Bridging IVR with Conversational Voice AI for improved interactions

Complete guide to integrate Interactive Voice Response and Conversational Voice AI to turn your robotic calls into a natural human-answered call.

The convergence of traditional IVR systems with Conversational Voice AI represents a transformative opportunity to revolutionize customer service operations. Based on verified industry research, next-generation IVR systems deliver a fivefold improvement in customer satisfaction scores. With traditional call abandonment rates reaching 20% and 51% of customers avoiding IVR menus entirely, the business case for AI-augmented voice systems is compelling.

This blog outlines how to strategically integrate these technologies to create seamless, intelligent voice experiences that scale with business needs.

IVR (Interactive Voice Response) is an automated phone system that lets callers interact with pre-recorded menus using keypad Dual-Tone Multi-frequency (DTMF), also known as “touch tones” or simple voice commands, enabling them to get information or be routed to the correct department without speaking to a human agent initially.

Characteristics of IVR

Rigid tree structure: “Press 1 for sales, 2 for support”
Uses fixed flows and rule-based routing
Limited to basic input and output
Feels robotic and often frustrating

An IVR (Interactive Voice Response) system can be accessed through different communication protocols like:

1. IVR with phone number (Traditional PSTN)

Uses the Public Switched Telephone Network (PSTN) with a dedicated phone number
Calls are routed through traditional telecom infrastructure
Typically involves per-minute charges from telecom carriers
Cost range: $0.02–0.15 per minute depending on geography

2. IVR with SIP (Session Initiation Protocol)

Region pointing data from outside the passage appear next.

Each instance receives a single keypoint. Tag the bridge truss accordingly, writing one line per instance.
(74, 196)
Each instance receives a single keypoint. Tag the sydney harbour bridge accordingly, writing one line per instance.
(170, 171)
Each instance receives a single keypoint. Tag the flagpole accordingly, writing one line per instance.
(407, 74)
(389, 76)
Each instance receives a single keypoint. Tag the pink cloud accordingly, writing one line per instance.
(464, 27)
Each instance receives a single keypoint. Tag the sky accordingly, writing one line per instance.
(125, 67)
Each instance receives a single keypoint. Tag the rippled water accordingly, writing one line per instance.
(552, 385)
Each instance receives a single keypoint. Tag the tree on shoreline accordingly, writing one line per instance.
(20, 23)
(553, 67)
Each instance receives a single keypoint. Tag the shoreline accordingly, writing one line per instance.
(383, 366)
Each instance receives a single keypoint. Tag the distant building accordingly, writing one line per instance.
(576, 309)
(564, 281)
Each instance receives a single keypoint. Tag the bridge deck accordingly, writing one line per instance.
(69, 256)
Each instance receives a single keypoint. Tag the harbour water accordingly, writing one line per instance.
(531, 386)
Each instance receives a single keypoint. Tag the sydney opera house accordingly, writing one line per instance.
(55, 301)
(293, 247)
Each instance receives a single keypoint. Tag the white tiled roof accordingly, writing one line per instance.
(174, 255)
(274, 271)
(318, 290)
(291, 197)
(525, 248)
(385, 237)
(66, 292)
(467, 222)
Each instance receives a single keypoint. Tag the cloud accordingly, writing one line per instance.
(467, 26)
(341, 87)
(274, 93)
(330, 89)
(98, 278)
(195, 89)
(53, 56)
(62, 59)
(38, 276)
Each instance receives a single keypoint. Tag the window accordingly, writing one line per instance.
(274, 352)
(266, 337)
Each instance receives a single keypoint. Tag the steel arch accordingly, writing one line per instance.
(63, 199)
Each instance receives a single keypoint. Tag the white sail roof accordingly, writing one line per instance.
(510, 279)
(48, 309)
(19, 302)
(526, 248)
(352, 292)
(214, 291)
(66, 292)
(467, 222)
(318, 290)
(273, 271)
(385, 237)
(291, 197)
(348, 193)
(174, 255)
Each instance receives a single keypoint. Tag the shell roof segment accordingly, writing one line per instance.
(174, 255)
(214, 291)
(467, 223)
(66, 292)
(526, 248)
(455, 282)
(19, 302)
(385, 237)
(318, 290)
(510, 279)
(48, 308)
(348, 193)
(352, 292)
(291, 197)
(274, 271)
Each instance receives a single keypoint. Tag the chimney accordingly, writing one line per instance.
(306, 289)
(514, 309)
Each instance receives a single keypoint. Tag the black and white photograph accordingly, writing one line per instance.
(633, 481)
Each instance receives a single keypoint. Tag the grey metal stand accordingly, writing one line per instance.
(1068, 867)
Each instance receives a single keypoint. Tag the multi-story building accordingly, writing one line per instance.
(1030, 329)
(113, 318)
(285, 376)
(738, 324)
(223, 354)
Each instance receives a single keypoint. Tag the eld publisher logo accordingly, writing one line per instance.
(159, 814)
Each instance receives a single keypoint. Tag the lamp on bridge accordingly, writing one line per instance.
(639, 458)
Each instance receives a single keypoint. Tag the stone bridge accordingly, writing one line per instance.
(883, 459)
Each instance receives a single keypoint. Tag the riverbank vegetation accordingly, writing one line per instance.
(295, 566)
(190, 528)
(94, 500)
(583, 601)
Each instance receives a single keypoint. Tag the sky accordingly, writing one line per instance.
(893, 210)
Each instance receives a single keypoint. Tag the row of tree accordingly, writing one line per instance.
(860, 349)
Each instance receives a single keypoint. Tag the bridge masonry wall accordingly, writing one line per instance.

Uses internet protocol for voice communication
Calls are routed over IP networks rather than traditional phone lines
Significantly lower operational costs, especially for high-volume applications
Requires SIP-compatible devices or software (softphones, IP phones, or SIP trunks)
The call is made using a SIP URI
Cost range: $0.005–0.03 per minute

3. SIP trunking with DID (Direct Inward Dialing) numbers

Use SIP trunks that provide regular phone numbers (DIDs — Direct Inward Dialing)
Calls to the phone number are converted to SIP and routed to your IVR
Gets you the cost benefits of SIP while maintaining phone number accessibility
Ideal for businesses maintaining existing phone number presence

4. Dual gateway setup

PSTN gateway handles traditional phone calls
SIP gateway handles IP-based calls
Both feed into the same IVR application

Improving IVR with real-time conversational AI

Conversational Voice AI enables natural, human-like spoken conversations. Supports free-flowing dialogue, understanding natural language and emotional cues for dynamic, natural conversations.

Conversational Voice AI with Amazon Nova Sonic brings:

A single-model, real-time speech pipeline
Emotion and prosody aware conversational UX
Tool-rich, data-grounded interactions
Conversational Voice AI is true next‑gen technology for any voice-first application.

How do they work together?

Conversational Voice AI can augment IVR for a better caller experience.

Imagine a scenario: when a customer calls a company’s support line, we hear a traditional IVR system that asks you to dial 1 or dial 2 to select your preferred language or submit a reason for the call.

Instead of making the caller navigate a complex maze of call trees, the IVR now handles initial assessment and performs a smart handoff to a conversational Voice AI system. From there, the conversation shifts into something far more natural.

The AI listens to the caller’s request and understands them without rigid prompts. Using advanced speech-to-speech technology like Amazon Nova Sonic, the system responds with a human-like voice that carries natural intonation and emotional awareness.

This makes the interaction smoother, more personal, and less like talking to a robot. The Voice AI interprets the caller’s intent, fetches relevant information, and completes the task—all without requiring a human agent.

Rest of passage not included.